I’ve had a rough day, so forgive me if I’m a little cranky.

I won’t say much about the picture that went along with the post except that I liked it and I’m the editor here. If you don’t like the picture, pretty simple really, don’t look at it.

Marilyn says:

Naw, Larry, I liked it too… I’ve just never seen it before.

Heather says:

Terry: Oh! Well that’s appropriate. Who’s the artist?

Polly: It doesn’t go so well for these two characters, and things get a loss worse before they get better. I think real life is that way.

Marilyn says:

Heather, yes indeed, real life is like that. I’ve learned (the hard way) never to say, “It can’t get much worse.” Oh yes, indeedy, it sure can and likely will…

Jackie says:


You’re lonely aren’t you?

Karen says:

Larry? Cranky? NEVER!! Just messin’ with ya. You know I love you.

Karen @ the hood says:

Will you be putting the longer version of your story here too?

Heather says:

Okay, I just slapped the story onto my web site. The format is all wrong because I copied and pasted, but I don’t have time to fix it right now because it’s a long story (well, four stories). Sorry about that.

Hope you guys like it.

Karen says:

I’ll read tomorrow. Thanks for sharing this with us.

Heather says:

The format looks a little better if you go to my site because it’s in a frame.

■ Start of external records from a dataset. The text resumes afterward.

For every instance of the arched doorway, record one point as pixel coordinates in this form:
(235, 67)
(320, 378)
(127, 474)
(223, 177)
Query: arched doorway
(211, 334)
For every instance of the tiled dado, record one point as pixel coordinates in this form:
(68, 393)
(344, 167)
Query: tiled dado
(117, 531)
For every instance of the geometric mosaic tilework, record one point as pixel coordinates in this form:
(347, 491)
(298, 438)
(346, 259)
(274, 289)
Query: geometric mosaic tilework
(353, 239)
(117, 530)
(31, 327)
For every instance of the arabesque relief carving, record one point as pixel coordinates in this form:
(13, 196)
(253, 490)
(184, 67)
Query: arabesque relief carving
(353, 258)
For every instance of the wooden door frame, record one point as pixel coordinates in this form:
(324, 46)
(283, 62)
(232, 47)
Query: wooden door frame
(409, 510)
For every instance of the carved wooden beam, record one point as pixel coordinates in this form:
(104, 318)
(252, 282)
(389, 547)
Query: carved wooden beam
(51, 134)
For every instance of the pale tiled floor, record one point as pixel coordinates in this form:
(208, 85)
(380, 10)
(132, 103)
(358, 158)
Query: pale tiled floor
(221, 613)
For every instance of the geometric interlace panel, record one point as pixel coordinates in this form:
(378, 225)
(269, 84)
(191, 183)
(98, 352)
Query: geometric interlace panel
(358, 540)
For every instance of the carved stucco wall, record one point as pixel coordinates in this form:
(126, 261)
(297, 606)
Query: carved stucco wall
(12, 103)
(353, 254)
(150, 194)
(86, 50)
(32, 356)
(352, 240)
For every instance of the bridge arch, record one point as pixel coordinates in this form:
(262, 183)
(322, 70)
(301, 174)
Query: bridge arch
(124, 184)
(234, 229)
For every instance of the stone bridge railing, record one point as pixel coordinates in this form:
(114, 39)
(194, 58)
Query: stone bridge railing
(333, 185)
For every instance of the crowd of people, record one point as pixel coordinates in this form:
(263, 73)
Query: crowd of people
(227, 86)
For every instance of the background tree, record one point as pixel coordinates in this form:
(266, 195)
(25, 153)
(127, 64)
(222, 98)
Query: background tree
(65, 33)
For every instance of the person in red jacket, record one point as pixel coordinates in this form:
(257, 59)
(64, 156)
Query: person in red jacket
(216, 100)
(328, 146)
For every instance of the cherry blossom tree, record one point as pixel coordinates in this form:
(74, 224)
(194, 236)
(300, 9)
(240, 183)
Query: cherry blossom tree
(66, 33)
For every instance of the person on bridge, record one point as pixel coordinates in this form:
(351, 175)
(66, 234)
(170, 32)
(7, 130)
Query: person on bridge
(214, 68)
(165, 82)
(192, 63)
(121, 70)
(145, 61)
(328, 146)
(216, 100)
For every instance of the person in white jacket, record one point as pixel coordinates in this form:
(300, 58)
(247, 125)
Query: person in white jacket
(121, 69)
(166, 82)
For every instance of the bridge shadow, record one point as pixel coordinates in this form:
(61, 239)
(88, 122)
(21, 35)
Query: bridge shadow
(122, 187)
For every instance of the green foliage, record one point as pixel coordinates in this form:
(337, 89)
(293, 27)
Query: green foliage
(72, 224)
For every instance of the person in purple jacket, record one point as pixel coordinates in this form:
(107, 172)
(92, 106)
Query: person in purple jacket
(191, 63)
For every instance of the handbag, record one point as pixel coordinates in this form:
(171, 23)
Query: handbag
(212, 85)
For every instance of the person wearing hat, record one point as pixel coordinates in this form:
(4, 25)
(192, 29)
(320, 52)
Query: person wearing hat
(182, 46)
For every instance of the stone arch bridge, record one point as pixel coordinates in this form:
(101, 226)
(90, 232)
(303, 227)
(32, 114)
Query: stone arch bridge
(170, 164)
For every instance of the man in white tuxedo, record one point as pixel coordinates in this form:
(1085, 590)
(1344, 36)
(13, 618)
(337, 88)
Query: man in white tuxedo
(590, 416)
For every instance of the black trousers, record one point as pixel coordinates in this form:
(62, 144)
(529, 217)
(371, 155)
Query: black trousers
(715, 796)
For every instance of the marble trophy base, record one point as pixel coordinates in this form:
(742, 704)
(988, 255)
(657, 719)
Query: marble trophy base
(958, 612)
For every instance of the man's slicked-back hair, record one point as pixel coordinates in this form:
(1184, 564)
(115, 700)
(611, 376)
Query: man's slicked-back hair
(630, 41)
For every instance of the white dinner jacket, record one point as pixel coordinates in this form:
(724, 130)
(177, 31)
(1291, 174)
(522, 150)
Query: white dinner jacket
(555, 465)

go to “published work” and scroll down to “blog posts/ self-published”

Karen @ the hood says:

I can’t get it to work, going to your link but it is probably my computer. It is almost totally held together with duck tape.

Jeff- or-ly says:

Must be a women thing. I don’t get it.

Marilyn says:

Heather, the weekend over, I finally got to your website and read Scars in its entirety.

Very gritty, very hard to read, but very engaging. I enjoyed reading this alot. Thanks for the link.

Heather says:

Thanks! I’m so glad you enjoyed it. (hell, I’m excited that you finished it!)